La Commission européenne devrait être chargée par le Conseil européen de travailler à la fois sur l'approfondissement du marché européen de la défense et la consolidation de la base industrielle et technologique de défense. Elle devrait proposer, par exemple, des réflexions sur une meilleure utilisation des fonds du programme de recherche et développement pour le financement de la recherche duale. L'utilisation de fonds communautaires au profit de ce secteur sera bien entendu tributaire du résultat des négociations, difficiles, sur les prochaines perspectives financières. La Commission européenne devrait présenter une communication sur les marchés et les industries européennes de défense au premier semestre 2013.
Le rapport d'Hubert Védrine porte un constat lucide sur l'Europe de la défense mais propose aussi des pistes intéressantes, comme l'idée d'une européanisation de l'architecture de sécurité dans les Balkans où la recommandation d'éviter la duplication des interventions en matière de lutte contre la piraterie au large de la Somalie avec la mission Ocean shield.

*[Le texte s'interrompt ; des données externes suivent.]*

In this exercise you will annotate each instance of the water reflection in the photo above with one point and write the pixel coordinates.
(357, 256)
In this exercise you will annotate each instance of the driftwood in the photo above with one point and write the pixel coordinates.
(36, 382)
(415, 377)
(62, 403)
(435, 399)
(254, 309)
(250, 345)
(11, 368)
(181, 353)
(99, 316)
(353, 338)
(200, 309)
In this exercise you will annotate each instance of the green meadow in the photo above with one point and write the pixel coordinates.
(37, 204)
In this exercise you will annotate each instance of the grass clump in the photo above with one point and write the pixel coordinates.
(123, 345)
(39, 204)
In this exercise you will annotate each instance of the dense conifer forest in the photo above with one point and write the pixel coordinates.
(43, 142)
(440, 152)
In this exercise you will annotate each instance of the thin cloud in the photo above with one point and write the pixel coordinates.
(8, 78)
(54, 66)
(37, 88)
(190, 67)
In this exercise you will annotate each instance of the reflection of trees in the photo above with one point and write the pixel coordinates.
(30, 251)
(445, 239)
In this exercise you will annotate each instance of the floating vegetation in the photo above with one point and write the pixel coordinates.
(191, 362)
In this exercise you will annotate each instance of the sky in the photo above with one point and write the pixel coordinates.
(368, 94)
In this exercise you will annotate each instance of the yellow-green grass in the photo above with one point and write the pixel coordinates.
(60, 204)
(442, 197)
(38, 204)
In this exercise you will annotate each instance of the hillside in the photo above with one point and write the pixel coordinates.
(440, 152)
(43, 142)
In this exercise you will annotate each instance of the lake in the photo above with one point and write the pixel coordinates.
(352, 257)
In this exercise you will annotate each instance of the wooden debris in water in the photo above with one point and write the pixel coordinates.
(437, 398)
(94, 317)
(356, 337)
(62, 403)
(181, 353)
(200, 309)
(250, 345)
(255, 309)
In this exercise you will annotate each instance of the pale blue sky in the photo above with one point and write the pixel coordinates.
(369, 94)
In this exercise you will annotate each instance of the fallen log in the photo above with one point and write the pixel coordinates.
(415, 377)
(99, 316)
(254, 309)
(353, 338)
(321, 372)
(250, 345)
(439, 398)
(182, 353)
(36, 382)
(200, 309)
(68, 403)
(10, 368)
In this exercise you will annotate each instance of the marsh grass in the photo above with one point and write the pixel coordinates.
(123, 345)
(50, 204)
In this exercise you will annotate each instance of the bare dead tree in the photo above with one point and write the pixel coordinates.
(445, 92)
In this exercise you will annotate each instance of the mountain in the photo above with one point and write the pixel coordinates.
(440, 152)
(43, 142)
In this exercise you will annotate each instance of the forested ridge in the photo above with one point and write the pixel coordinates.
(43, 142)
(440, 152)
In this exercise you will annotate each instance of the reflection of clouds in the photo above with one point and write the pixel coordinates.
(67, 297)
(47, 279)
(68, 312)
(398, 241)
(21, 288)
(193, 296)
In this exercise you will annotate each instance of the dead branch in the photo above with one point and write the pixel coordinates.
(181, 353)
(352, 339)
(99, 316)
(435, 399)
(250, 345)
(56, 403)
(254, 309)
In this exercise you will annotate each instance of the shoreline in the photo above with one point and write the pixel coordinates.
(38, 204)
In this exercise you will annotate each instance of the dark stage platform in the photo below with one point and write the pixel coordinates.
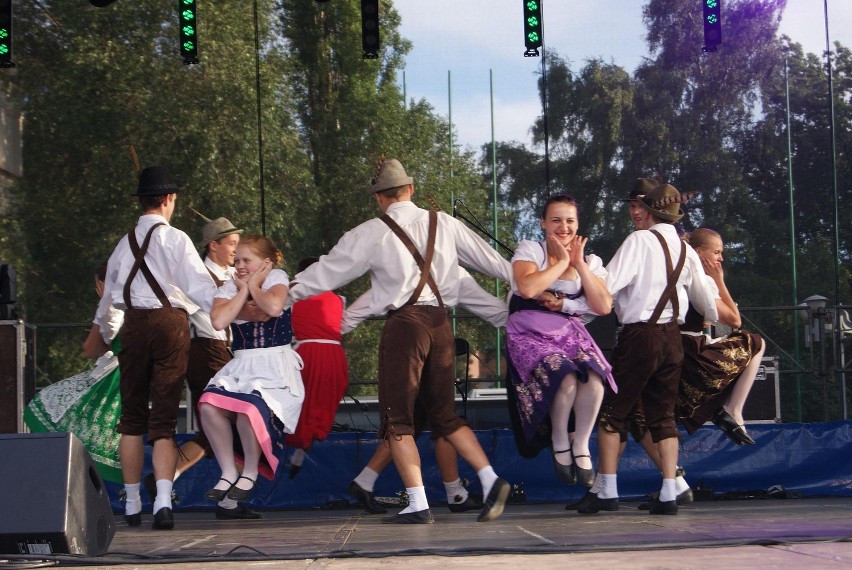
(768, 533)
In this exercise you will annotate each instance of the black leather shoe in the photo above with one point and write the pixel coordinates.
(565, 473)
(417, 517)
(599, 504)
(237, 494)
(583, 502)
(732, 429)
(683, 498)
(472, 503)
(659, 507)
(238, 512)
(365, 499)
(133, 520)
(495, 501)
(164, 519)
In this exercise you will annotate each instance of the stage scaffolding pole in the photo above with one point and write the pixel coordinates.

J'ai été assez surpris concernant l'idée d'associer les Etats-Unis au comité politique et de sécurité de l'Union européenne, étant donné que jusqu'à présent une telle demande n'a pas été exprimée, ni du côté de l'Union européenne, ni des Etats-Unis, à la différence par exemple de la Russie, qui souhaiterait être associée à la prise de décision en matière de politique de sécurité et de défense commune, notamment dans le cas d'opérations, ce qui suscite toutefois de fortes réticences de la part de certains de nos partenaires. Par ailleurs, je rappelle qu'il existe déjà des réunions entre le COPS et des pays partenaires. Il serait donc délicat de prévoir un statut spécial pour les Etats-Unis sans l'étendre à d'autres partenaires de l'Union européenne. D'une manière générale, il est indispensable de préserver l'autonomie de décision de l'Union européenne ce qui suppose qu'une telle participation ne puisse pas avoir un caractère décisionnel.